Passionnante et passionnée, Hafida Khorsi-Cauet est professeure en microbiologie, biologie moléculaire et cellulaire à l’UFR de médecine de l’Université de Picardie Jules Verne d’Amiens. Un parcours incroyable réussi grâce à ses parents et à la vie qui a mis sur son chemin les bonnes personnes. Voici la belle histoire du jour.
Nous sommes en mars 1976. Hafida a 11 ans quand elle arrive en France. Elle ne sait ni lire, ni écrire. Son papa, d’origine marocaine, après avoir travaillé en Arabie saoudite et en Allemagne, est nommé à Amiens. Il décide de faire venir son épouse et leurs enfants, pour enfin vivre en famille. "Moi qui pensais qu’il faisait froid en Picardie, nous sommes arrivés l’année de la sécheresse et de la canicule… (rires)".
L’école est obligatoire en France, la petite fille se retrouve dans une classe de primaire avec d’autres enfants de tous horizons, dans le but d’apprendre le français. En septembre, elle entre en 6ème. "La réussite, c’est un tout ! Les bonnes rencontres, l’éducation reçue, les parents. J’ai la chance d’avoir reçu tout cela".
Nous parlions beaucoup et papa nous disait : "Faites des études, je vendrai ma chemise s’il le faut, mais étudiez !"
Hafida Khorsi-Cauet
Elle pense notamment à un couple d’enseignants, lui était professeur de mathématiques et faisait les activités manuelles, comme la cuisine par exemple : "On préparait des gâteaux pour le goûter de la classe, et il nous apprenait les proportions en pratique ! C’était beaucoup plus facile à comprendre et mémoriser ! Il savait quoi faire pour nous donner de l’appétence pour les maths".
Son épouse enseignait le français et l’histoire-géographie. "Pour passer mon diplôme national du brevet des collèges, j’ai tout appris par cœur !". Leur fille était la voisine de classe de Hafida et la corrigeait lorsqu’elle se trompait en français. Ces enseignants ont pris sur leur temps et lui ont, chacun, consacré quatre heures par semaine pour la faire progresser. "Pour moi, tout était nouveau ! Ma bête noire, c’était la dictée".
Hafida n’oublie pas non plus la complicité avec son père : "J’ai quatre petits frères et quatre grands frères. Papa exigeait que tous les jours, nous soyons rentrés à 19h à la maison. Nous parlions beaucoup et il nous disait : « Faites des études, je vendrai ma chemise s’il le faut, mais étudiez !".

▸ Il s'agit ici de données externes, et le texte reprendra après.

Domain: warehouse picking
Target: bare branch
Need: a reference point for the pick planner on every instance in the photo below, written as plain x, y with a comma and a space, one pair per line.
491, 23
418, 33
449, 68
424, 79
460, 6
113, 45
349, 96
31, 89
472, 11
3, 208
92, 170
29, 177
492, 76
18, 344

Un papa qui la pousse à poursuivre ses études, et quand après le bac, Hafida est admise en médecine, son père est le plus heureux des hommes ! Et sa maman y est pour beaucoup aussi. Elle ne parlait pas le français, mais soutenait sa fille à sa manière, en étant présente à ses côtés lorsqu’elle révisait, lui amenant de bons petits gâteaux faits maison et du thé pour les longues nuits de travail.
À l’époque, elle s’imagine bien travailler dans un laboratoire, comme technicienne par exemple. Une autre belle rencontre lui dit après un stage dans un laboratoire : "Je t’ai beaucoup observée, tu peux aller bien plus loin…".

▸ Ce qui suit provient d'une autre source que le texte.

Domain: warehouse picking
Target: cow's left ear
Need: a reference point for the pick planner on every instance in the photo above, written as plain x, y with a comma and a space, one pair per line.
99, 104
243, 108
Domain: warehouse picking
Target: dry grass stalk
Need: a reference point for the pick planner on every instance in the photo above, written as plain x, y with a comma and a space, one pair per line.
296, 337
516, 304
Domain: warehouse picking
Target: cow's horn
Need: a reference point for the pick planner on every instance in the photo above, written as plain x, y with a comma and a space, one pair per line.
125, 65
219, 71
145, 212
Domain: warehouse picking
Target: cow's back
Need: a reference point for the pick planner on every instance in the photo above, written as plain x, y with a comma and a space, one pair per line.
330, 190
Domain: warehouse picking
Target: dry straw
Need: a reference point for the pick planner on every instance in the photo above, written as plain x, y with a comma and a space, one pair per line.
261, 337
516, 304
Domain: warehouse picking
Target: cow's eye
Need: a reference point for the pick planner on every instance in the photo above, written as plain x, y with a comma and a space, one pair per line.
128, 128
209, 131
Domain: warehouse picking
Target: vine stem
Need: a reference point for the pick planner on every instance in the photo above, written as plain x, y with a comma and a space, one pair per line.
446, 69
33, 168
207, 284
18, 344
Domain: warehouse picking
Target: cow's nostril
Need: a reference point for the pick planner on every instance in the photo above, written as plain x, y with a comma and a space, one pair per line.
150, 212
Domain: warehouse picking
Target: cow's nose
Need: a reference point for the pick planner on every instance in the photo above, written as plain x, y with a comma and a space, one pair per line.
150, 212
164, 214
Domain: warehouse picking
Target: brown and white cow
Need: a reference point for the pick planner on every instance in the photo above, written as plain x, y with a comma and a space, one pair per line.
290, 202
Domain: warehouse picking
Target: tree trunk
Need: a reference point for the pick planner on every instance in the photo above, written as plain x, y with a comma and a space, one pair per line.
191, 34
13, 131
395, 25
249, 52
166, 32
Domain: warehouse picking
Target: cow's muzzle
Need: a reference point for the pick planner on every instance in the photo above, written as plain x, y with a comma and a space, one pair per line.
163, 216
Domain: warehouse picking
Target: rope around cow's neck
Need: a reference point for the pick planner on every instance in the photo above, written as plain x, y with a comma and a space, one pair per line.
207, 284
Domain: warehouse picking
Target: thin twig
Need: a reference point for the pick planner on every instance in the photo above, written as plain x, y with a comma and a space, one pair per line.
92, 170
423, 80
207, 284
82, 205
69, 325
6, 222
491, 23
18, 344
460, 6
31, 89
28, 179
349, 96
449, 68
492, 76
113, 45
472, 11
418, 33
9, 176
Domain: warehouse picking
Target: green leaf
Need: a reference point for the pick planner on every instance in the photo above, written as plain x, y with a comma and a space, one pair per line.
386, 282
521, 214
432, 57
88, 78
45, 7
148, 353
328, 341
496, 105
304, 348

L’apprentissage est perpétuel dans nos métiers. J’apprends tous les jours. Chaque découverte nous enseigne qu’il faut chercher ailleurs, que parfois une recherche peut entraîner de nombreuses pistes de nouvelles solutions !
Hafida Khorsi-Cauet
C’est là que débute l’aventure pour le doctorat. Guidée par les mains qui se tendent vers elle, elle rencontre le professeur Gilles Duverlie. Il travaille, comme beaucoup à l’époque, sur ce nouveau virus apparu sur la planète, le V.I.H (le virus du Sida). Il lui dit alors : "Il y a un virus mal connu, celui de l’hépatite C. Seul un scientifique japonais travaille dessus. Es-tu prête à relever le défi ? À travailler sur ce virus 24 heures sur 24 ?".
Comme Hafida n’est pas du genre à lâcher prise et qu’elle a la force et le tempérament pour relever un défi, elle y va ! Elle soutiendra sa thèse de doctorat en 1999 : "Variabilité génétique et mécanismes moléculaires de résistance à l'interféron du virus de l'hépatite C de génotype 1b : étude de l'interaction entre les protéines NS5A et PKR". J’avoue, c’est un peu compliqué à suivre pour nous qui ne sommes pas scientifiques !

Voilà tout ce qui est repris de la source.